L’approche de la lumière d’Alfonso Cuarón

Par Léo Brezot

Alfonso Cuarón est venu mardi présenter Roma, son dernier film, une fiction en noir et blanc 65 mm tirée de l’histoire de Cleo, bonne de la famille du réalisateur pendant son enfance.

Le film possède une rigueur formelle mise en place dès le départ, un cadre balayant les décors d’un regard objectif qui réduit les personnages à des corps parmi d’autres, des points insignifiants au milieu du monde qui s’agite en arrière-plan. Il y a également la puissance de ces plans-séquence, dont Alfonso Cuarón n’est pas à sa première démonstration, mais laissons à d’autres le soin de (bien mieux) parler de ce film.
Si Alfonso Cuarón était présent à Bydgoszcz, c’est parce qu’il était également le chef opérateur de son film. Là encore, d’autres commenteront bien mieux son travail mais j’aimerais cependant revenir sur un point particulier de son approche de la lumière. À la fin de la conférence, il nous a montré des images de ses installations, pour illustrer ses explications, et notamment pour une scène d’incendie, dans un bois, de nuit. Afin d’éviter l’artifice de projecteurs imitant le scintillement du feu, il a fait construire des structures enflammées, certaines alimentées par des rampes à gaz pour contrôler leur puissance, et placées de manière à éclairer les comédiens (des projecteurs de feu, en somme). Puis, pour obtenir le même effet de scintillement sur les arbres en arrière-plan, ils ont placé à leur pied des écrans LED diffusant l’image des flammes, pour avoir un mouvement accordé à celui de la face.
Il reprend donc une idée qui découle de la fameuse boîte à lumière de Gravity : pour éclairer des comédiens qui font face à la Terre depuis l’espace, il suffit de les mettre en présence de la Terre depuis l’espace. La technologie impliquée est peut-être très sophistiquée mais l’idée de base est fabuleuse de simplicité : pour obtenir un effet sur un objet, il faut mettre l’objet en présence de l’effet.

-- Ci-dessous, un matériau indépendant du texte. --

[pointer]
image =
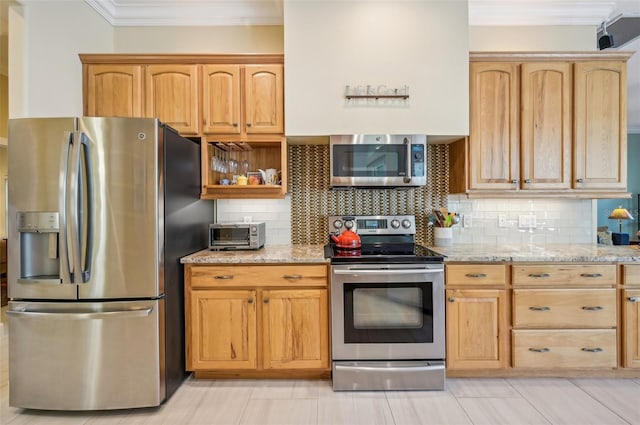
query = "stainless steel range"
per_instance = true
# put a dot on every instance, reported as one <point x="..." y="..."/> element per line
<point x="387" y="303"/>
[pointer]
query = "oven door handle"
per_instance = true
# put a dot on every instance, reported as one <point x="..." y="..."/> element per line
<point x="387" y="271"/>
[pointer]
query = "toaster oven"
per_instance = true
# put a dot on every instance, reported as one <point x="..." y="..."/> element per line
<point x="236" y="235"/>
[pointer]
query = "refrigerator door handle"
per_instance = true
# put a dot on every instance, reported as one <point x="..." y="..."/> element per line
<point x="65" y="264"/>
<point x="82" y="315"/>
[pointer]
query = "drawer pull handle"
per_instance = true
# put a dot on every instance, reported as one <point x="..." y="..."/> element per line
<point x="534" y="308"/>
<point x="539" y="350"/>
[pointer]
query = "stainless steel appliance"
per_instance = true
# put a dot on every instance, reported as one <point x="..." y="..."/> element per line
<point x="387" y="308"/>
<point x="378" y="160"/>
<point x="237" y="235"/>
<point x="100" y="211"/>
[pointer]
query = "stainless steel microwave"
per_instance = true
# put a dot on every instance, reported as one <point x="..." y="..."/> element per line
<point x="237" y="235"/>
<point x="378" y="160"/>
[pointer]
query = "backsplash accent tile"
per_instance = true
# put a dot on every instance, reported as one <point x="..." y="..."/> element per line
<point x="312" y="199"/>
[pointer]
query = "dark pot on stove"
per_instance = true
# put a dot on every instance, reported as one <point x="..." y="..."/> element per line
<point x="347" y="240"/>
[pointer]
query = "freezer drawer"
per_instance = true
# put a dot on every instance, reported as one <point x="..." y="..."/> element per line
<point x="86" y="356"/>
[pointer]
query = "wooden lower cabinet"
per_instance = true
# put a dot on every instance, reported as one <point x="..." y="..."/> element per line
<point x="259" y="319"/>
<point x="477" y="329"/>
<point x="631" y="327"/>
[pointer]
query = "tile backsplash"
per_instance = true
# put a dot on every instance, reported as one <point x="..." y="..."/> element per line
<point x="300" y="218"/>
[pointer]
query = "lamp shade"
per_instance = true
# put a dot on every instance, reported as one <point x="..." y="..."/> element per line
<point x="620" y="214"/>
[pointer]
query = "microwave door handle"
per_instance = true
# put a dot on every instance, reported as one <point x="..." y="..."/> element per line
<point x="407" y="177"/>
<point x="65" y="264"/>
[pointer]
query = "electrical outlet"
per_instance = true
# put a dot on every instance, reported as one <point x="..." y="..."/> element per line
<point x="527" y="221"/>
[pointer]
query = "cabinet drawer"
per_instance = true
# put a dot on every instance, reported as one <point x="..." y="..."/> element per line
<point x="571" y="348"/>
<point x="578" y="274"/>
<point x="263" y="276"/>
<point x="564" y="308"/>
<point x="476" y="274"/>
<point x="631" y="274"/>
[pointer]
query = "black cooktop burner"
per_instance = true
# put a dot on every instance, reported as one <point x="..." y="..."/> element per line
<point x="383" y="252"/>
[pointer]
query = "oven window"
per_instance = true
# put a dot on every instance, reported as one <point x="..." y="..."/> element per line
<point x="388" y="313"/>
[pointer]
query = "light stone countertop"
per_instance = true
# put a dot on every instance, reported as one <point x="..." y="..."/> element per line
<point x="266" y="254"/>
<point x="549" y="253"/>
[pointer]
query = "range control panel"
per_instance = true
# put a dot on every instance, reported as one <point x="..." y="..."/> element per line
<point x="373" y="224"/>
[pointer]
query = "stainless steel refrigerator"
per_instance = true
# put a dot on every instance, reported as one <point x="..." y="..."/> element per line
<point x="100" y="211"/>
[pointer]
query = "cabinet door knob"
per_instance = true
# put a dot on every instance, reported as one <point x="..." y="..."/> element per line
<point x="534" y="308"/>
<point x="539" y="350"/>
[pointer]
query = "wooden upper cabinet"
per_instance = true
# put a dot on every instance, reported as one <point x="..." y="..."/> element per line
<point x="546" y="124"/>
<point x="600" y="155"/>
<point x="221" y="99"/>
<point x="264" y="99"/>
<point x="172" y="96"/>
<point x="113" y="90"/>
<point x="494" y="132"/>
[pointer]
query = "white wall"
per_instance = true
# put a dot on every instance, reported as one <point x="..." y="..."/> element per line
<point x="45" y="75"/>
<point x="422" y="44"/>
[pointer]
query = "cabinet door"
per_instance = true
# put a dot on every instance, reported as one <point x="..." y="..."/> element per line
<point x="172" y="96"/>
<point x="477" y="329"/>
<point x="221" y="99"/>
<point x="631" y="331"/>
<point x="295" y="329"/>
<point x="600" y="152"/>
<point x="264" y="99"/>
<point x="494" y="129"/>
<point x="221" y="330"/>
<point x="546" y="121"/>
<point x="113" y="91"/>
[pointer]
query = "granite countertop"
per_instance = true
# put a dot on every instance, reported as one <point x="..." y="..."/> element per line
<point x="266" y="254"/>
<point x="548" y="253"/>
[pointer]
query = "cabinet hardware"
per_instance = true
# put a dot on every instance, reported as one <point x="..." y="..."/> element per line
<point x="539" y="308"/>
<point x="539" y="350"/>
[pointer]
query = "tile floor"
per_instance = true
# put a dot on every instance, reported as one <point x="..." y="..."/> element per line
<point x="301" y="402"/>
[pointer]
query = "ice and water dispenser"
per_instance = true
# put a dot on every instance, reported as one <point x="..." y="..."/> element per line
<point x="39" y="257"/>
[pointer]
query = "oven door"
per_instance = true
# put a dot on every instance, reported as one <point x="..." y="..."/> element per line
<point x="377" y="161"/>
<point x="387" y="311"/>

Un état d’esprit qu’avait déjà Nestor Almendros quand, pour ne citer qu’un exemple, il recréait la réflexion d’un écran de cinéma sur des spectateurs en braquant sur eux un projecteur et en retirant l’objectif pour ne garder qu’une densité globale de chaque image. Et c’est en tout cas une conception de la lumière à laquelle on peut de plus en plus prétendre grâce à l’avancée des technologies (on pense à la sensibilité des caméras numériques) et peut-être que le véritable changement apporté par les projecteurs LED sera celui-là.

Léo Brezot est étudiant en 3e année à l’ENS Louis-Lumière, spécialité Cinéma.